En termes d’instinct de survie, l’homme, qui se prétend civilisé, se différencie-t-il vraiment de n’importe quel autre animal ? Pour démontrer qu’il n’en est rien, il suffit de faire appel aux guerres et aux conquêtes de contrées et de terres lointaines qui ont jalonné l’histoire des hommes ou de jeter un regard sur le monde d’aujourd’hui. À cet égard, l’homo-sapiens est un prédateur qui, pour assurer la survie des siens, est prêt à trucider son voisin, comme le ferait n’importe quel animal pour défendre son territoire et son groupe.

Inutile de donner d’autres exemples que celui des fourmis pour se convaincre d’une loi naturelle que l’espèce Homo-sapiens – qui se croit supérieure à toutes les autres – applique avec les mêmes règles que ces petites bestioles avec lesquelles nous partageons une sacrée dose d’ADN (on estime que quelque 33 % de leurs gènes sont identiques à ceux des humains), en termes de comportements et d’instincts agressifs, pour combattre et repousser ceux qui s’attaquent à notre propre espace d’aisance et de vie.

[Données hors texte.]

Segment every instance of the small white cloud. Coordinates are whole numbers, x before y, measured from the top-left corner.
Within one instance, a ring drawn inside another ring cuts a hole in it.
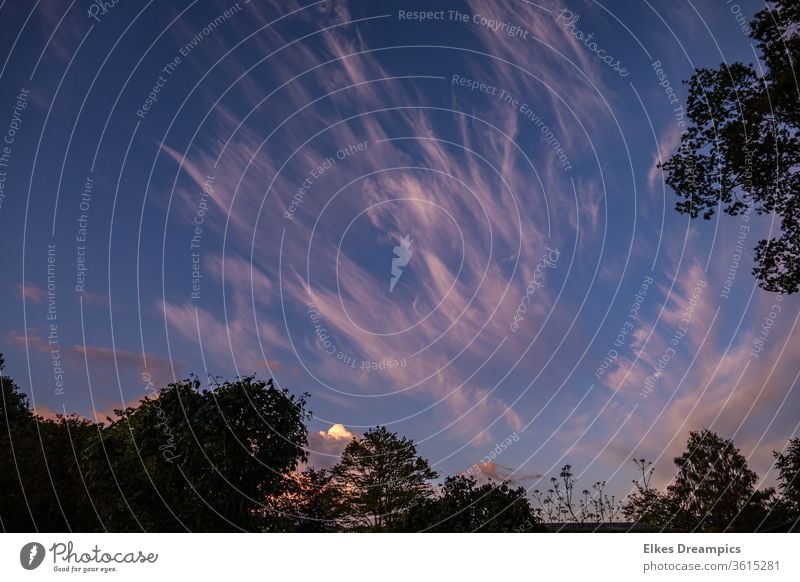
[[[317,469],[328,469],[339,460],[344,448],[355,434],[343,424],[336,423],[327,431],[320,430],[308,435],[308,464]]]
[[[323,440],[328,442],[334,441],[349,441],[353,438],[353,433],[347,430],[343,424],[339,424],[338,422],[331,426],[328,429],[328,432],[323,430],[319,431],[319,436],[322,437]]]

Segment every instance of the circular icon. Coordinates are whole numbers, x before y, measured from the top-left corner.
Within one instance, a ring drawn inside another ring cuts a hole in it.
[[[26,570],[35,570],[44,561],[44,546],[38,542],[30,542],[19,551],[19,563]]]

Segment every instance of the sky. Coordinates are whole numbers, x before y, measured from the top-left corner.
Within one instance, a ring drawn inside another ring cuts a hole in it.
[[[657,167],[758,2],[101,5],[0,0],[0,352],[37,412],[258,374],[310,394],[315,466],[385,425],[623,495],[708,427],[774,481],[776,222],[692,221]]]

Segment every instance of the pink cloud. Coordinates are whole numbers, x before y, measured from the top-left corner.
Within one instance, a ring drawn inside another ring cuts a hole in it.
[[[31,303],[41,303],[44,300],[44,289],[37,287],[33,283],[20,283],[17,285],[19,296],[27,299]]]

Suivies et filmées par des caméras sophistiquées qui se glissent dans les fourmilières, ces quelques interférences heureuses et malheureuses observées entre fourmis :

En temps d’abondance, les bestioles baguenaudent d’une fourmilière à l’autre, quasiment en touristes bien accueillies, pour partager et se régaler de toutes sortes de réserves de subsistances amoncelées pendant la bonne saison. Quand l’aliment vient à manquer, c’est le branle-bas de combat de chaque côté.

Les fourmis en carence envahissent la fourmilière en abondance pour la piller sans ménagement. La victime à abattre est toute désignée : la pauvre reine que les fourmis envahisseuses décapitent sans ménagement pour prendre possession des trésors de pitance que recèle la colonie, et ainsi perpétuer la survie de la fourmilière d’à côté (Chez nous, telle attitude rappelle l’exemple des r’boub dzair qui se succèdent au pouvoir et se font décapiter par les élus suivants !)

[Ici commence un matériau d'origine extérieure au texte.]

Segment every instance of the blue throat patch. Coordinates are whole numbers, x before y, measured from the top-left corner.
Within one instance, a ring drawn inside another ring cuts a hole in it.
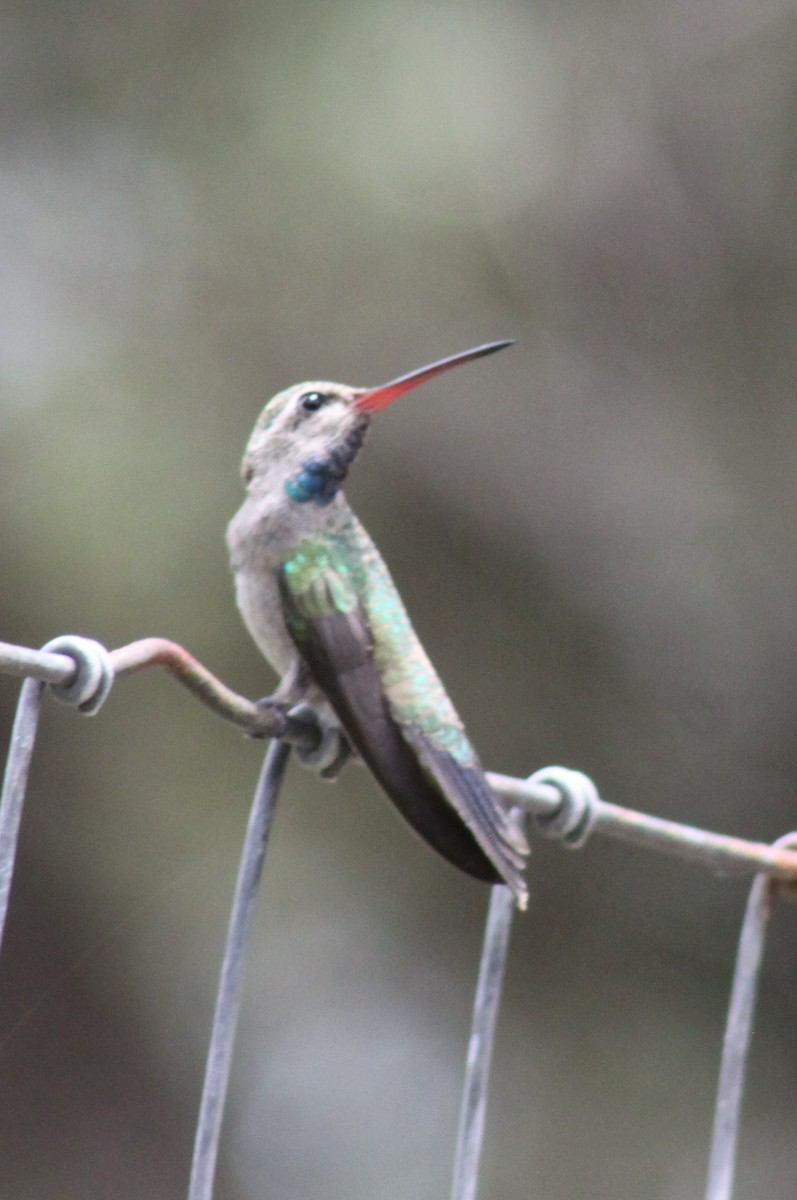
[[[299,474],[285,483],[285,491],[298,504],[331,504],[346,478],[347,466],[332,458],[307,458]]]
[[[340,491],[349,467],[363,444],[368,421],[353,426],[343,442],[327,455],[314,454],[306,458],[298,475],[288,479],[285,491],[297,504],[331,504]]]

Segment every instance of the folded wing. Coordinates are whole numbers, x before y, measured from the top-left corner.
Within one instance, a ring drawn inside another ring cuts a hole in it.
[[[422,719],[428,702],[423,694],[417,696],[421,719],[413,722],[413,693],[425,684],[442,693],[442,685],[436,675],[429,677],[433,669],[425,655],[420,672],[411,661],[413,653],[423,651],[403,607],[414,642],[388,648],[390,685],[385,686],[379,667],[386,647],[368,612],[367,585],[351,568],[326,546],[314,554],[305,551],[298,569],[286,564],[281,594],[299,652],[351,742],[410,825],[449,862],[477,879],[504,881],[524,904],[522,833],[490,790],[453,709],[456,753]],[[382,570],[392,587],[387,569]],[[397,593],[390,599],[401,606]],[[398,658],[392,653],[396,649]]]

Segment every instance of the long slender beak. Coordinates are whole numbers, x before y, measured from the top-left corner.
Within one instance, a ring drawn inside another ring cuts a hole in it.
[[[403,396],[405,392],[418,387],[420,383],[426,383],[427,379],[441,375],[443,371],[449,371],[452,367],[458,367],[460,363],[471,362],[474,358],[484,358],[487,354],[495,354],[496,350],[504,350],[507,346],[512,345],[514,345],[514,338],[503,342],[487,342],[484,346],[474,346],[472,350],[463,350],[460,354],[441,358],[439,362],[430,363],[428,367],[418,367],[416,371],[410,371],[408,375],[399,375],[398,379],[391,379],[390,383],[383,383],[381,387],[369,388],[357,397],[354,407],[364,413],[379,412],[388,404],[392,404],[394,400],[398,400],[399,396]]]

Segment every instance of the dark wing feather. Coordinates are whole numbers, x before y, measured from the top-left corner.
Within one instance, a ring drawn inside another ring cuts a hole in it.
[[[527,893],[523,870],[529,852],[528,842],[522,829],[513,823],[496,799],[481,764],[478,760],[472,764],[459,762],[412,725],[404,728],[403,733],[449,804],[498,867],[518,900],[525,904]]]
[[[302,603],[284,575],[281,590],[288,629],[311,675],[399,811],[454,866],[488,883],[505,881],[524,903],[522,835],[514,837],[478,767],[461,766],[392,716],[359,601],[340,611],[323,576],[311,603]]]

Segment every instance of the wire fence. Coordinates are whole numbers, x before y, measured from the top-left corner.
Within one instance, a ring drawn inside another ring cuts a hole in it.
[[[233,692],[186,650],[145,638],[108,651],[89,638],[63,636],[41,650],[0,642],[0,674],[24,679],[0,793],[0,945],[8,910],[28,772],[45,690],[85,715],[98,712],[114,680],[159,666],[218,716],[273,739],[255,790],[230,914],[197,1120],[188,1200],[212,1200],[247,945],[268,836],[292,747],[317,748],[321,732],[306,710],[254,704]],[[592,780],[565,767],[528,779],[488,773],[494,790],[545,836],[580,849],[596,834],[700,862],[723,874],[753,875],[742,923],[709,1154],[706,1200],[732,1200],[744,1079],[767,926],[779,897],[797,897],[797,833],[751,842],[666,821],[601,799]],[[493,1035],[501,1003],[514,914],[509,889],[492,888],[465,1065],[451,1200],[475,1200],[484,1134]]]

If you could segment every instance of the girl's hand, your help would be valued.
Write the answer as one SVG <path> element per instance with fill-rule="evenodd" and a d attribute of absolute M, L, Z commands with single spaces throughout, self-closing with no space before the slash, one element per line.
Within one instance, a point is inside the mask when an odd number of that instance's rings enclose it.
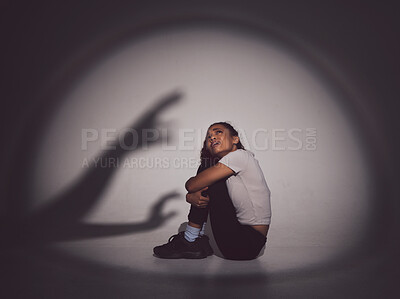
<path fill-rule="evenodd" d="M 201 195 L 201 192 L 206 191 L 208 187 L 205 187 L 197 192 L 187 193 L 186 201 L 196 208 L 205 208 L 210 200 L 209 196 Z"/>

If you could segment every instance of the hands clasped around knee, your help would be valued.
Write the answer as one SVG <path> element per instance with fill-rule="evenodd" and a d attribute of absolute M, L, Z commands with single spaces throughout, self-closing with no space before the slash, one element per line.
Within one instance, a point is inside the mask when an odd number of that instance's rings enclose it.
<path fill-rule="evenodd" d="M 186 201 L 197 208 L 206 208 L 210 198 L 206 193 L 208 187 L 205 187 L 197 192 L 187 193 Z"/>

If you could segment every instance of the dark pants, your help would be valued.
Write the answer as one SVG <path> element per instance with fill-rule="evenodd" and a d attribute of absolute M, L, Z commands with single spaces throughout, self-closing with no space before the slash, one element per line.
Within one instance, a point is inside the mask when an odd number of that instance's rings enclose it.
<path fill-rule="evenodd" d="M 211 227 L 219 250 L 227 259 L 251 260 L 258 256 L 267 239 L 249 225 L 242 225 L 236 217 L 229 197 L 226 179 L 208 188 L 207 208 L 191 206 L 189 221 L 202 225 L 210 213 Z"/>

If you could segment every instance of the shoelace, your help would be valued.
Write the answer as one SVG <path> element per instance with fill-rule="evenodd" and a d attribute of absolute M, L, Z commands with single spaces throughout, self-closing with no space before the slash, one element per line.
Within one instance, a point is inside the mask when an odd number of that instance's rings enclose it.
<path fill-rule="evenodd" d="M 176 235 L 173 235 L 173 236 L 169 237 L 168 243 L 171 243 L 175 239 L 175 237 L 177 237 L 178 235 L 179 234 L 176 234 Z"/>

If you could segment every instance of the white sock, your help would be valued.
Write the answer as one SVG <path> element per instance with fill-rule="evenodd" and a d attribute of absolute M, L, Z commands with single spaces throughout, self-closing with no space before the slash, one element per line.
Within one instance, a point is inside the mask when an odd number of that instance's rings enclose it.
<path fill-rule="evenodd" d="M 194 242 L 196 238 L 199 236 L 200 228 L 190 226 L 189 224 L 186 225 L 185 230 L 185 239 L 189 242 Z"/>
<path fill-rule="evenodd" d="M 204 222 L 203 223 L 203 227 L 201 228 L 201 231 L 200 231 L 200 236 L 204 236 L 204 234 L 206 233 L 206 224 L 207 224 L 207 222 Z"/>

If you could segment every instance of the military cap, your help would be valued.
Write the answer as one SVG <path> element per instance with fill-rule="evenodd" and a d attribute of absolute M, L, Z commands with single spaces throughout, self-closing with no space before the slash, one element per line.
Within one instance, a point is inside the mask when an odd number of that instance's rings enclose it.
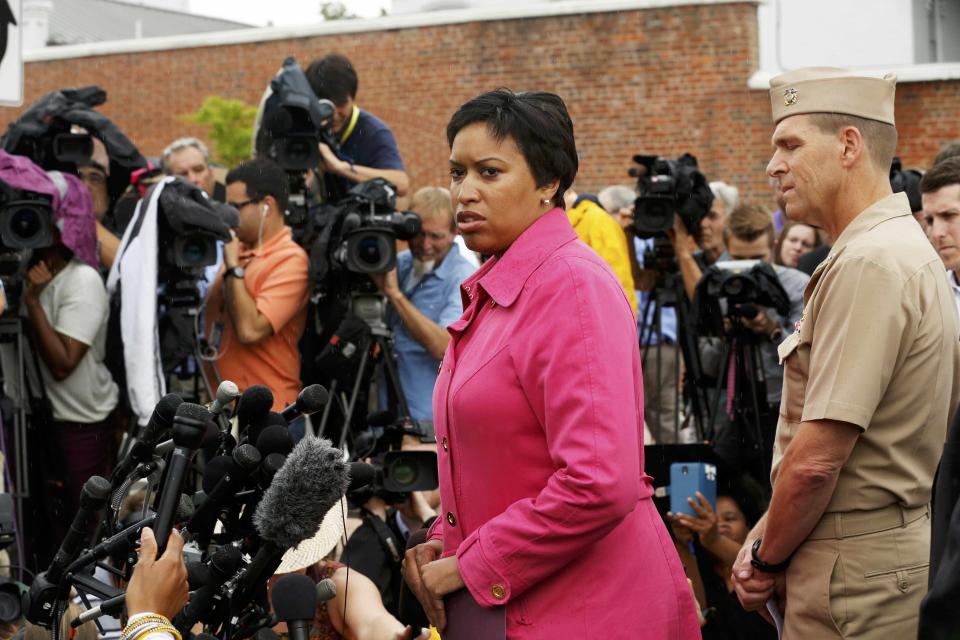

Il y a quelques années, j’avais participé à une conférence en Italie où nous étions pris en charge sous forme de demi-pension pour tous. Les repas de midi étaient servis entre 11h30 et 14h. Comme c’était un self-service, il fallait faire la queue et prendre le plateau de son repas avant de s’installer dans la salle. Tout se faisait de façon impeccable, avec une queue régulière que personne n’osait rompre… jusqu’au jour où un problème d’approvisionnement avait retardé le service et laissait la faim s’installer en chacun de nous.

Jusque vers 13h30, le portail du réfectoire demeurait obstinément fermé. Les conférenciers se sont retrouvés agglutinés et bien serrés comme des sardines dans une boîte …je n’ose vous décrire la cohue qui a suivi l’ouverture du portail… finie la queue bien ordonnée ! Finie la courtoisie ! Finie la civilité ! C’était au jeu de coudes que les uns et les autres tentaient de se frayer un chemin pour enfin agripper leurs plateaux de pitances… la faim justifiant les moyens. Le ventre vide, l’homme ne s’encombre point de scrupules. Ce n’est qu’une fois rassasié qu’il se met à chanter : ki t’echab3 el kerch, rass ighenni stipule le terroir.

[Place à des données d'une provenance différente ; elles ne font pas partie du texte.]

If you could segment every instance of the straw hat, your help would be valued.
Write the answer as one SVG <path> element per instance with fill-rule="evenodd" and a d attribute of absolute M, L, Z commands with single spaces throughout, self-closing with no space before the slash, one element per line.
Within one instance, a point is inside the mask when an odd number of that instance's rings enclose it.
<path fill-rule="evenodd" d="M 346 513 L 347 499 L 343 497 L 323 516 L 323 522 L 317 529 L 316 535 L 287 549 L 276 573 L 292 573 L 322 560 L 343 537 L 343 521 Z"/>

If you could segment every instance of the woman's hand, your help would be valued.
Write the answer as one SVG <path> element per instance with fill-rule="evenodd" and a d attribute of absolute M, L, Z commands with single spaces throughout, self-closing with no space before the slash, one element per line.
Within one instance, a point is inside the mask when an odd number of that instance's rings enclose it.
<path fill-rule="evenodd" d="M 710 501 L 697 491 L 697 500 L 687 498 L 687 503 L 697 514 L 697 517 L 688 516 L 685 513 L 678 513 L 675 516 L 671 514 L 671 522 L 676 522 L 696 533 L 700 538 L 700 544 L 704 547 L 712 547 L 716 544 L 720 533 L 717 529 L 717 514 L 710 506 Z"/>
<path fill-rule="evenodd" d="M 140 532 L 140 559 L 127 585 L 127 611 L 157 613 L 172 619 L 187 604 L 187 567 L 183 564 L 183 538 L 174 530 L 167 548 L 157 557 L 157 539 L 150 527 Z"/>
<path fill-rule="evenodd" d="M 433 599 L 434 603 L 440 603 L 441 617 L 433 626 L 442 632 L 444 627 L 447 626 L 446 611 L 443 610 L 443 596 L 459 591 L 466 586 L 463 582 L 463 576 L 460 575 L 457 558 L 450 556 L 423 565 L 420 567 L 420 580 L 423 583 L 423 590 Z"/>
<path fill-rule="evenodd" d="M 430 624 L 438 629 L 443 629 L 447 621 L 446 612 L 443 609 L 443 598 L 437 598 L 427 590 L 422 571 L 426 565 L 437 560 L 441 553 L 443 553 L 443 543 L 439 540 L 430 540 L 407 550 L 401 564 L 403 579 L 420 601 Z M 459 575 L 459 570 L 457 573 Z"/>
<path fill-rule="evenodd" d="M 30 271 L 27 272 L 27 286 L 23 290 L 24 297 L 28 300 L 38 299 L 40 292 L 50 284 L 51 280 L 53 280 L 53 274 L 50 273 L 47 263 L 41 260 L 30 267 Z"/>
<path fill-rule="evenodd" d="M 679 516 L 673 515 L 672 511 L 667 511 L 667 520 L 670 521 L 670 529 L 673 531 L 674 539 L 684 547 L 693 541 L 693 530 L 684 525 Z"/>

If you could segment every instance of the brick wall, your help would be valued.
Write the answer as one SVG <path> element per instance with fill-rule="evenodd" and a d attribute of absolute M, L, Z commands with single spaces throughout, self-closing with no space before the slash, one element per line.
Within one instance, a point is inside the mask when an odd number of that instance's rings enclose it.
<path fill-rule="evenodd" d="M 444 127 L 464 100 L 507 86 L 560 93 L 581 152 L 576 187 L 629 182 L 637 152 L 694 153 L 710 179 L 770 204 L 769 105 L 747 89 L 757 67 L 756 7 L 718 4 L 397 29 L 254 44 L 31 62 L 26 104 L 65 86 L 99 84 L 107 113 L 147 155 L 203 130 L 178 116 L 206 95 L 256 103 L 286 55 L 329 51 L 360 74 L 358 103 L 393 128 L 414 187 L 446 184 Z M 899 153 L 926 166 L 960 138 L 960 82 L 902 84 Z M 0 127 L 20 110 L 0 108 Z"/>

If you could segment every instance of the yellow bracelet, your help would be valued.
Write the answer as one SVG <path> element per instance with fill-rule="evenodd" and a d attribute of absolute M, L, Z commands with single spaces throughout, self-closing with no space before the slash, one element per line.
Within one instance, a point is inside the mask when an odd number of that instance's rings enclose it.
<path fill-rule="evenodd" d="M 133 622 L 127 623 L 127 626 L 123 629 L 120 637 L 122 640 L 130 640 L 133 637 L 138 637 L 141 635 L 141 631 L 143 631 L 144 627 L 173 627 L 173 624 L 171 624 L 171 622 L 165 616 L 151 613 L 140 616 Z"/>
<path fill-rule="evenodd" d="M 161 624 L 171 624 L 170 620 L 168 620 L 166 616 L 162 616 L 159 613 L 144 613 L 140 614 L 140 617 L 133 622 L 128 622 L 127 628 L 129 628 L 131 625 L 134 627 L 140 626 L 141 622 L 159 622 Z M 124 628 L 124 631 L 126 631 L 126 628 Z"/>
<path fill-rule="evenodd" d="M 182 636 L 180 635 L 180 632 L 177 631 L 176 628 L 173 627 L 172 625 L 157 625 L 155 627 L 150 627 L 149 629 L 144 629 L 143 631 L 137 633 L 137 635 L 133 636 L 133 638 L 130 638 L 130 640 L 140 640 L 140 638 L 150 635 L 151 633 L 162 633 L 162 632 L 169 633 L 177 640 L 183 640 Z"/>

Le tribalisme est un phénomène naturel. Un instinct de vie et de survie partagé par les millions d’espèces animales qui vivent ou ont vécu sur Terre, il y a des millions, des milliers ou juste quelques dizaines d’années (je n’ose même pas retranscrire le nombre effarant d’espèces que l’activité humaine a fait disparaître de la Terre, ces dernières décennies).

Pour l’enchantement de dame nature et notre bonheur à tous, il reste encore tant d’octogénaires pour perpétuer la branche « Homo-algerianus » qui survivra à notre extinction. Ce ne sont pas les 246 années cumulées entre Salah Goudjil (92 ans), Saïd Chanegriha (77 ans) et Abelmadjid Tebboune (77 ans) qui contrediraient une telle affirmation. De quoi rendre jaloux toutes les reines des fourmis de la Terre, lesquelles, malgré le fait qu’elles vivent 50 fois plus longtemps que les fourmis ouvrières, ne vivent pas plus qu’une vingtaine d’années. Le record absolu de durée de vie d’une fourmi est détenu par une reine noire des jardins élevée dans un laboratoire : 28 ans et 8 mois !!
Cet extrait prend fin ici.